Nearshoring analysis
The ML model estimates trade-offs: nearshoring 500 km to the supplier (higher cost) vs. offshore 8,000 km (lower cost, +380 tCO2e/year). The full cost includes the shadow carbon price ($75/tCO2e), supply chain risk score, and lead time.
Optimization of warehouse logistics
Slotting optimization with energy criterion
The location of goods in the warehouse affects forklift mileage and energy consumption. The Reinforcement Learning agent optimizes the slotting policy by fast-moving SKUs closer to the shipping gate. The warehouse has 25,000 SKUs: forklift mileage is reduced by 16%, energy consumption is reduced by 11%.
Load optimization
Maximizing vehicle load factor: 3D bin packing (LLM-enhanced heuristics) for optimal stowage. Increasing load factor from 71% to 84% = fewer trips = less CO2. Tools: Google OR-Tools 3D knapsack, PackPy.
Monitoring and carbon accounting
Each shipment generates an emissions record in real time: integration with TMS (SAP TM, Oracle TMS, Freight Tiger) + telematics (Samsara, Geotab API) for actual mileage vs. planned mileage. A discrepancy of >10% triggers recalculation.
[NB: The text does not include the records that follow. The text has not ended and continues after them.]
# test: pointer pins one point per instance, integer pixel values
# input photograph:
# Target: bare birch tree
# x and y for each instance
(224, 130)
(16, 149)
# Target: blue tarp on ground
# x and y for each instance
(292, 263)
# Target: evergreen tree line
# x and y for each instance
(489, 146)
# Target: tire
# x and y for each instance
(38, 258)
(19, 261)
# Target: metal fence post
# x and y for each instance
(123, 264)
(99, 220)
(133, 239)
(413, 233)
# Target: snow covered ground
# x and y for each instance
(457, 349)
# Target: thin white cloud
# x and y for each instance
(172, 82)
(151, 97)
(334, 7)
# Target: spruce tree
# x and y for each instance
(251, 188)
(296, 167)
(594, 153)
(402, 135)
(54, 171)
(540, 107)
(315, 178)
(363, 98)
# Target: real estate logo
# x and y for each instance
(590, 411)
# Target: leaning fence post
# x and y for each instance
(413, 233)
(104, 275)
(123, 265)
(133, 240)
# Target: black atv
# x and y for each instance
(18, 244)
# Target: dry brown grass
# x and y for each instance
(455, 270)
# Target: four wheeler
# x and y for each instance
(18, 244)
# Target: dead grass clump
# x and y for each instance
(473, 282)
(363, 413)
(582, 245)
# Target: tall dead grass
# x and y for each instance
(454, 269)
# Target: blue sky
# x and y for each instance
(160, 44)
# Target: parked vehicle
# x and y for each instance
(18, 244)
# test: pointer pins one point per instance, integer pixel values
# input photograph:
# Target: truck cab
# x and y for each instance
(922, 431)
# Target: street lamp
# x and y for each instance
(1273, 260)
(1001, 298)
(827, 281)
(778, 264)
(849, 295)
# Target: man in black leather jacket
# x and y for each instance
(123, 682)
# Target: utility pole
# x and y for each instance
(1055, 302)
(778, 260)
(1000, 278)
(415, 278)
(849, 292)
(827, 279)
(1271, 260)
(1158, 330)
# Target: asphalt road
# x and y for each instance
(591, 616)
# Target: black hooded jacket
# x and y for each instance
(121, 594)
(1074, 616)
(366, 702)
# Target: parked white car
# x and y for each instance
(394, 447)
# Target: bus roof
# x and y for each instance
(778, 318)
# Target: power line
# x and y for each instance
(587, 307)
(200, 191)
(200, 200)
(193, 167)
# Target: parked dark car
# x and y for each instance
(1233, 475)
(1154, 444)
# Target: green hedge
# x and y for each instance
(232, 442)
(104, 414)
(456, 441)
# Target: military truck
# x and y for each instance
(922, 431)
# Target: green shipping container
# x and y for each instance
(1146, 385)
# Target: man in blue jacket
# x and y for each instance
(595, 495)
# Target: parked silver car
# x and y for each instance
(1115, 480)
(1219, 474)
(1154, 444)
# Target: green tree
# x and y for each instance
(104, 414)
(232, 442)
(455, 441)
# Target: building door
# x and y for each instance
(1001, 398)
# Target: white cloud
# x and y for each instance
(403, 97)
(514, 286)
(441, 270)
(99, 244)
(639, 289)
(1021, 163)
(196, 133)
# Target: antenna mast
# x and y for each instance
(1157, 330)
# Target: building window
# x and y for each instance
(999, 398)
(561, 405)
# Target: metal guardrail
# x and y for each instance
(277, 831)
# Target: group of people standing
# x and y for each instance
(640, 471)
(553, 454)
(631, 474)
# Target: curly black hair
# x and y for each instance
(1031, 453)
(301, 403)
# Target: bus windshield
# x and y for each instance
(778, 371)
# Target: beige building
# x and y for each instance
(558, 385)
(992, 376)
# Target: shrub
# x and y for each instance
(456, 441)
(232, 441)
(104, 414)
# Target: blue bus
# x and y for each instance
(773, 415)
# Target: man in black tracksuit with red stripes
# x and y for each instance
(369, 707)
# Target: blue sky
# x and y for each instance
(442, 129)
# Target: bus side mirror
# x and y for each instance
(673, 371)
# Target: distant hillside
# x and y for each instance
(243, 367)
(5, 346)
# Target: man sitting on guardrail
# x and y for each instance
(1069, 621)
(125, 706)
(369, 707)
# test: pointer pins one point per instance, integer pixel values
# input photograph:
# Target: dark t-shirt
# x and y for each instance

Dashboard: emissions by carrier, by lane, by product category, by quarter. Drill down to a specific flight. Export to the ESG system for automatic replenishment of Scope 3 Cat 4 data.
Alternative fuels
Electric fleet planning: An ML model analyzes route history and determines which trips are suitable for electrification (based on range, charging time, and availability of charging infrastructure). For a fleet of 120 trucks, the optimal EV share is 34% with available charging infrastructure.
HVO (Hydrogenated Vegetable Oil), LNG, CNG – assessment of economics and CO2 reduction for each option, taking into account current contracts and infrastructure.
Development time: 3–7 months for Green VRP + supplier scoring. A full platform with TMS integration and real-time monitoring: 8–12 months.